Canada’s economy grew at an annualized rate of 2.1% in the second quarter of 2024, surpassing the expectations of both economists and the Bank of Canada, according to data released by Statistics Canada on Friday. Analysts had predicted a growth rate of 1.6%, while the Bank of Canada had forecast a more conservative 1.5% increase.
Despite the stronger-than-expected quarterly growth, the economy showed no change in June, with the real gross domestic product (GDP) holding steady at 0%. This lack of momentum heading into the third quarter has fueled expectations that the Bank of Canada will continue its pattern of cutting interest rates.
CIBC economist Andrew Grantham noted that the weak momentum at the start of the third quarter provides the Bank of Canada with sufficient reason to proceed with further rate cuts. Financial markets are now predicting an 80% chance of a 25 basis point rate cut at the Bank’s upcoming announcement on September 4, an increase from the 77% likelihood prior to the GDP data release.
Preliminary data for July suggests that GDP remained unchanged, with sectors like construction, mining, quarrying, oil and gas extraction, and wholesale trade experiencing declines, while finance, insurance, and retail trade showed gains. This sluggish start to the third quarter has led to early estimates of a modest 0.5% annualized growth for Q3, significantly below the 2.8% growth forecasted by the Bank of Canada in its latest Monetary Policy Report.

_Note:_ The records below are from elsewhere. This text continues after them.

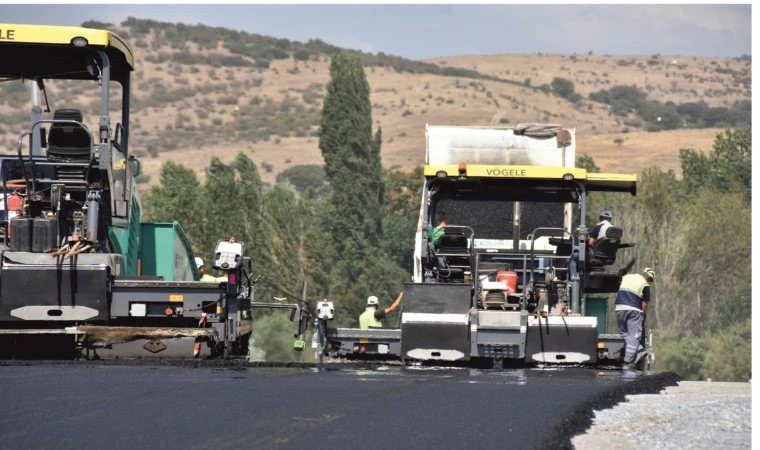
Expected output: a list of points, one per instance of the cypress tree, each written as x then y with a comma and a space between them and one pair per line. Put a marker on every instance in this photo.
352, 156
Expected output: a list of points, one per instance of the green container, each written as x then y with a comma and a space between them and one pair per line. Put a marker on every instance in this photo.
597, 307
165, 251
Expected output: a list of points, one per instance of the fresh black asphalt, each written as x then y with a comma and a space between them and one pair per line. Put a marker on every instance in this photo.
136, 406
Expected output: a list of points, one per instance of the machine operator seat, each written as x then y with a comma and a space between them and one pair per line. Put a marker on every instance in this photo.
605, 249
68, 142
452, 255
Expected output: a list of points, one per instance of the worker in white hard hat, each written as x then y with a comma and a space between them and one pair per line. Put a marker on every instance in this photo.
204, 276
373, 314
600, 230
631, 310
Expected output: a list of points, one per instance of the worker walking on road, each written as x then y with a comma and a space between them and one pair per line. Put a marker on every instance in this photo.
372, 315
631, 310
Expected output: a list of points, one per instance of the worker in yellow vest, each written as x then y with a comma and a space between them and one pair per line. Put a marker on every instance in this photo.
631, 310
372, 315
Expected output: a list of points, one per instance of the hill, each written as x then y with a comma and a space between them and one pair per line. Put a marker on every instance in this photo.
201, 91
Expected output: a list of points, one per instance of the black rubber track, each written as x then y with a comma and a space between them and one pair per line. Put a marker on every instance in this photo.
581, 418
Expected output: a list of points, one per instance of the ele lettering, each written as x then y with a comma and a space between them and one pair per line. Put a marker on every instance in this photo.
507, 172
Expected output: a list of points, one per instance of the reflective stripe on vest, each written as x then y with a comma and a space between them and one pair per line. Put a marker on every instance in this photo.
367, 319
631, 291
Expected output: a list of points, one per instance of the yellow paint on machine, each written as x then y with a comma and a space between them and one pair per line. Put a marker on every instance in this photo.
57, 35
505, 171
594, 181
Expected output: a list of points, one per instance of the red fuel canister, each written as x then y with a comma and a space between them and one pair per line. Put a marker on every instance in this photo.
509, 277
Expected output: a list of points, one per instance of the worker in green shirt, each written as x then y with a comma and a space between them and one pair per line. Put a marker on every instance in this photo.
436, 233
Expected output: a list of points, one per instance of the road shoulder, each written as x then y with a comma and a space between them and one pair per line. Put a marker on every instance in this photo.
691, 415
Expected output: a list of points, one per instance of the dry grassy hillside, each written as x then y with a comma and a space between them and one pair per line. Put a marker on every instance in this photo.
200, 93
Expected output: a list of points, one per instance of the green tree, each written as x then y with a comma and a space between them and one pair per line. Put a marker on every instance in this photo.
352, 156
362, 265
179, 197
728, 167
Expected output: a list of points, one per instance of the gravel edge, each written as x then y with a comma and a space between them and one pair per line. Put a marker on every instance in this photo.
580, 418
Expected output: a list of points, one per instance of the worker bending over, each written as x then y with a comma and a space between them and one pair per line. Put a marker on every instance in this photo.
372, 315
631, 310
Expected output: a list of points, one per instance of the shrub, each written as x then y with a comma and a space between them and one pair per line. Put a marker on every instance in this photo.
303, 176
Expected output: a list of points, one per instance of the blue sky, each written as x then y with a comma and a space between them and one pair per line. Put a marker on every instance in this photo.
427, 31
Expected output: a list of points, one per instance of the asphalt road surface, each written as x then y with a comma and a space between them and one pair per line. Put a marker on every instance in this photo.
125, 406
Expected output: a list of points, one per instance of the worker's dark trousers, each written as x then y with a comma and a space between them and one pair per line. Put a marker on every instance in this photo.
631, 327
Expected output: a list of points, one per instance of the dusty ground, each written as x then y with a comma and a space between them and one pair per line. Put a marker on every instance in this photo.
693, 415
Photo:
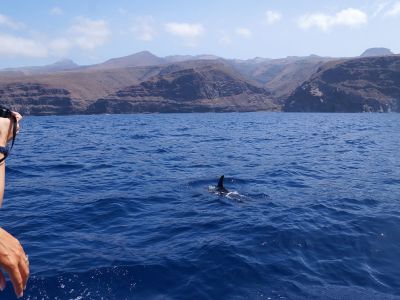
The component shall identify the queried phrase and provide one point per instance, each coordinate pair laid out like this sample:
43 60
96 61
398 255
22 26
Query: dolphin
220 187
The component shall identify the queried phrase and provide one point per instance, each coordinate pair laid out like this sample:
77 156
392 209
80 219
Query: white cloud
122 11
60 46
144 28
89 34
350 17
56 11
185 30
19 46
10 23
394 10
189 32
272 17
224 39
243 32
379 8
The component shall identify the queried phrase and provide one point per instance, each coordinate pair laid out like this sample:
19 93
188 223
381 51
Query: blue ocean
123 206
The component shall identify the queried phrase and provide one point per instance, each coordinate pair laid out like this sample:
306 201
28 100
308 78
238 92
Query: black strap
6 153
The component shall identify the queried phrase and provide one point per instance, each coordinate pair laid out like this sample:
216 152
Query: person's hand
14 261
6 132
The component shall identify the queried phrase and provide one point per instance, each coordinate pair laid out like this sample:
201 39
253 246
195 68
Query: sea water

The growth in the second quarter was primarily driven by higher government spending, increased business investment, and a rise in household spending on services. These gains were somewhat offset by declines in exports, residential construction, and household spending on goods, according to Statistics Canada.
Despite the headline growth in Q2, Desjardins managing director and head of macro strategy Royce Mendes cautioned that the Bank of Canada is still on track to reduce interest rates by another 25 basis points next week. He highlighted that the growth was fueled by “unsustainable sources” and warned that the underlying economic strength may be less robust than the headline figure suggests.
Looking ahead, Mendes noted that the unexpectedly weak start to the second half of the year could increase the likelihood of a larger 50 basis point rate cut in October. While the base case still anticipates 25 basis point cuts at each remaining meeting this year, the risks now appear tilted towards more substantial reductions.